🚀 Gradient (Activation) Checkpointing in NeMo-AutoModel#
Gradient checkpointing - also called activation checkpointing - trades a little extra compute for a large reduction in GPU memory by recomputing intermediate activations during the backwards pass instead of storing them.
It is especially powerful when combined with memory-efficient loss functions (e.g. Linear-Cut Cross-Entropy) and parameter sharding via FSDP.
1. Enabling Gradient Checkpointing#
1.1. In YAML config#
Add the activation_checkpointing: true
flag under your distributed strategy.
Example (snippet):
# examples/llm_finetune/llama_3_2_1b_my_finetune.yaml
...
# FSDP-2
distributed:
_target_: nemo_automodel.components.distributed.fsdp2.FSDP2Manager
activation_checkpointing: true
...
1.2. Programmatically#
from nemo_automodel.components.distributed.fsdp2 import FSDP2Manager
fsdp2_manager = FSDP2Manager(activation_checkpointing=True)
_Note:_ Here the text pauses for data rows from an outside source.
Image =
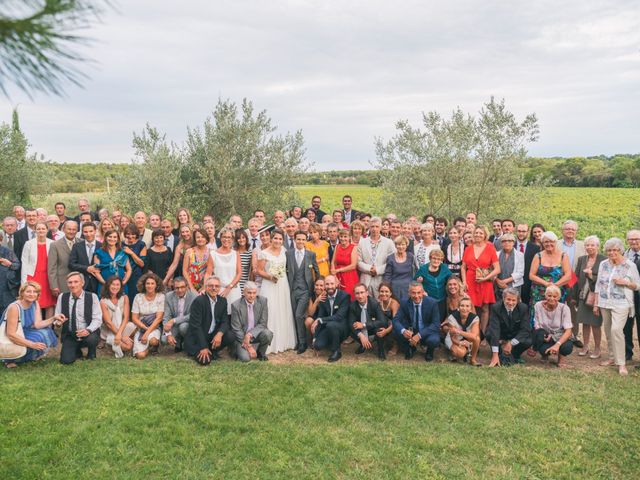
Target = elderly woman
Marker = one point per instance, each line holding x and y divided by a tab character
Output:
587	268
552	326
549	267
511	266
434	276
400	269
146	313
38	336
480	267
617	279
426	244
35	259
model = fsdp2_manager.parallelize(model)
2. Combining with Linear-Cut Cross-Entropy (LC-CE)#
Linear-Cut Cross-Entropy (LC-CE) reduces the hidden-state memory required to compute the loss by calculating the softmax on-the-fly, thus avoiding to allocate memory for the logits.
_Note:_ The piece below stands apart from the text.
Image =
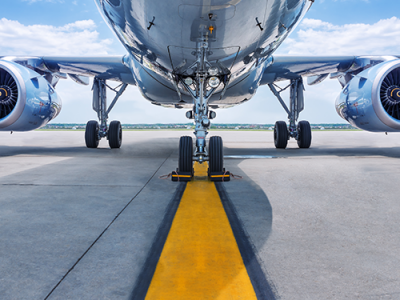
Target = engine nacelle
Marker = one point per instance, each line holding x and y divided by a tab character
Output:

It is already available via nemo_automodel.components.loss.linear_ce.FusedLinearCrossEntropy
and can be enabled in recipes by using the following:
model:
...
output_hidden_states: true
loss_fn:
_target_: nemo_automodel.components.loss.linear_ce.FusedLinearCrossEntropy
LC-CE and gradient checkpointing target different memory hot-spots (output layer vs transformer blocks) so their benefits stack almost linearly.
3. Example Memory Savings (H100-80GB, Llama-3.2-1B)#
Technique |
Max GPU Mem (GB) |
Δ vs Baseline |
---|---|---|
Baseline |
53.03 |
- |
+ FSDP (dp_size=8) |
47.59 |
↓ 10 % |
+ Gradient Checkpointing |
33.06 |
↓ 38 % |
+ LC-CE |
7.30 |
↓ 86 % |
FSDP + LC-CE + Checkpointing |
7.30 |
↓ 86 % |
Notes:
Measurements taken with local batch size = 8, sequence len = 2048, AdamW, PyTorch 2.8.
Peak memory reported by
torch.cuda.max_memory_allocated()
averaged across DP ranks.Expect ±5 % variance depending on exact model, sequence length and GPU architecture.
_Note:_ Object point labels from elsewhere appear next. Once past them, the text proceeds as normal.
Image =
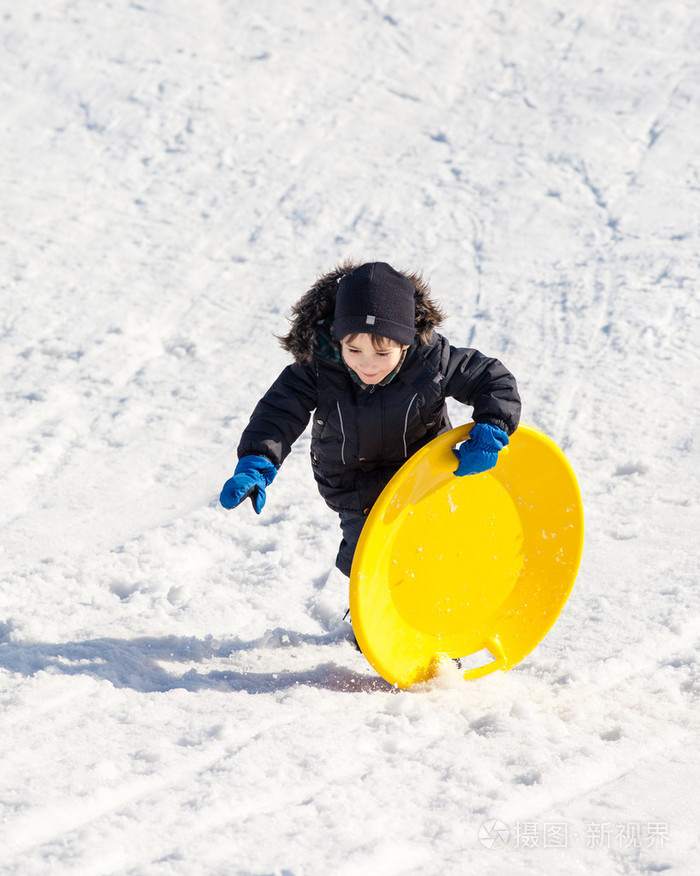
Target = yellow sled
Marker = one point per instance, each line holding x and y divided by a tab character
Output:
473	568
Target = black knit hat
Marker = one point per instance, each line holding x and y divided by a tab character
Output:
375	299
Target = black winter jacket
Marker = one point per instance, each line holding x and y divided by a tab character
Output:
361	436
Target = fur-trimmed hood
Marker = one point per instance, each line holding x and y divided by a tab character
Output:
318	306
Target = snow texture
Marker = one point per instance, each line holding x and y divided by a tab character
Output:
179	695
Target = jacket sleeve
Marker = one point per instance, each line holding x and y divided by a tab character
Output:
281	415
485	383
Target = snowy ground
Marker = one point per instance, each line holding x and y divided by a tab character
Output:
177	693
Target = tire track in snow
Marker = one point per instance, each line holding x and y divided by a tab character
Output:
39	827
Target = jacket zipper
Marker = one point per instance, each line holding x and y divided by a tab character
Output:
342	430
405	425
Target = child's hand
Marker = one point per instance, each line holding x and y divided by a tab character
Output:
480	452
252	475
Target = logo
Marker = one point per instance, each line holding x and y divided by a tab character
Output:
494	834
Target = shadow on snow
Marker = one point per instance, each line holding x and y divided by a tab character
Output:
137	663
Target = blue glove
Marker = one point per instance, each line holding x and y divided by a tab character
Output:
252	475
480	452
4. Performance Considerations#
Extra compute - Each checkpointed segment is recomputed once during the backward pass. In practice the wall-clock overhead is ≈ 5-10 % for transformer models.
Throughput vs Batch Size - The goal is usually to increase batch size or sequence length while keeping throughput constant.
5. Verifying It Works#
Run your training script and inspect the peak memory:
# If running on 8x GPUs
uv run torchrun --nproc-per-node=8 \
examples/llm_finetune/finetune.py \
-c examples/llm_finetune/llama3_2/llama_3_2_1b_my_finetune.yaml
# If running on 1x GPU
uv run examples/llm_finetune/finetune.py \
-c examples/llm_finetune/llama3_2/llama_3_2_1b_my_finetune.yaml
If we run with the above settings (activation ckpt = on, lc-ce = on, fsdp = on), look for a log line similar to:
... | mem 7.30 GiB | ...
Happy fine-tuning! 🌟